- Born: Nigeria
- Known for: Director of Public Prosecutions
- Predecessor: Ronald Bei Talasasa
- Successor: Andrew. E. Kelesi

= Rachel Subusola Olutimayin =

First female Director of Public Prosecutions in the Solomon Islands

Rachel Subusola Olutimayin was the first woman to be the Director of Public Prosecutions in the Solomon Islands. She was born in Nigeria but her nationality was Fijian.

==Life==
Olutimayin was born in Nigeria but her nationality was Fijian and she gives her residence as Canada.

She came to the Solomon Islands in 2003 as part of the Regional Assistance Mission to the Solomon Islands. She worked for the Islands' public solicitor and for the Director of Public Prosecutions. In 2009 she was employed by the University of the South Pacific as a senior lecturer while supplying her expertise to settling difficult cases.

In 2019, Olutimayin took over from Ronald Bei Talasasa who had been the country's Director of Public Prosecutions.

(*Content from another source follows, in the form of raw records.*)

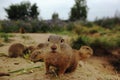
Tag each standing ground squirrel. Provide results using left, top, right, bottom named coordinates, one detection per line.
left=43, top=35, right=79, bottom=76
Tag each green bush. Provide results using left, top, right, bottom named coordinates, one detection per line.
left=94, top=17, right=120, bottom=29
left=1, top=21, right=19, bottom=33
left=16, top=20, right=33, bottom=32
left=66, top=23, right=75, bottom=31
left=51, top=25, right=65, bottom=33
left=88, top=26, right=106, bottom=34
left=71, top=34, right=120, bottom=50
left=81, top=21, right=93, bottom=27
left=39, top=23, right=51, bottom=33
left=30, top=20, right=41, bottom=32
left=71, top=35, right=90, bottom=49
left=72, top=24, right=90, bottom=35
left=90, top=36, right=120, bottom=49
left=112, top=25, right=120, bottom=32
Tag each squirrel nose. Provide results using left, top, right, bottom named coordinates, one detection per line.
left=51, top=44, right=57, bottom=51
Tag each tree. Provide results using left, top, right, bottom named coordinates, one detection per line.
left=52, top=12, right=59, bottom=20
left=69, top=0, right=88, bottom=21
left=5, top=1, right=39, bottom=20
left=29, top=3, right=39, bottom=19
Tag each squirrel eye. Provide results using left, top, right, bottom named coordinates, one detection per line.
left=38, top=52, right=41, bottom=54
left=61, top=39, right=64, bottom=43
left=86, top=48, right=89, bottom=50
left=48, top=38, right=50, bottom=42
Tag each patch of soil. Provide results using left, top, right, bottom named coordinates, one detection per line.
left=0, top=33, right=119, bottom=80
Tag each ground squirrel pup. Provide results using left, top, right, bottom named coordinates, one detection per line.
left=37, top=43, right=49, bottom=49
left=8, top=43, right=35, bottom=58
left=79, top=46, right=93, bottom=60
left=77, top=46, right=93, bottom=67
left=30, top=49, right=46, bottom=62
left=24, top=45, right=37, bottom=54
left=29, top=43, right=49, bottom=62
left=44, top=35, right=78, bottom=76
left=8, top=43, right=27, bottom=58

Ethel Sigimanu who was the ministry of justice's permanent secretary gave her the contract and she noted the significance of her appointment as the first woman DPP. She was sworn in as the DPP by the Governor General David Vunagi.

She was part of continued efforts to remove the gender bias in the Solomon Islands' justice system. This idea received support from Australia and the United Nations. Studies had shown that women in the Solomon Islands were not contributing to the economy because of "domestic and sexual violence, bullying, and sexual harassment". Sally-Anne Vincent, then deputy High Commissioner, said in 2021 that the government had seen how this discrimination affected their country.

In September 2023, her term as Director of Public Prosecutions came to an end and she was replaced by Andrew. E. Kelesi who had served as her deputy.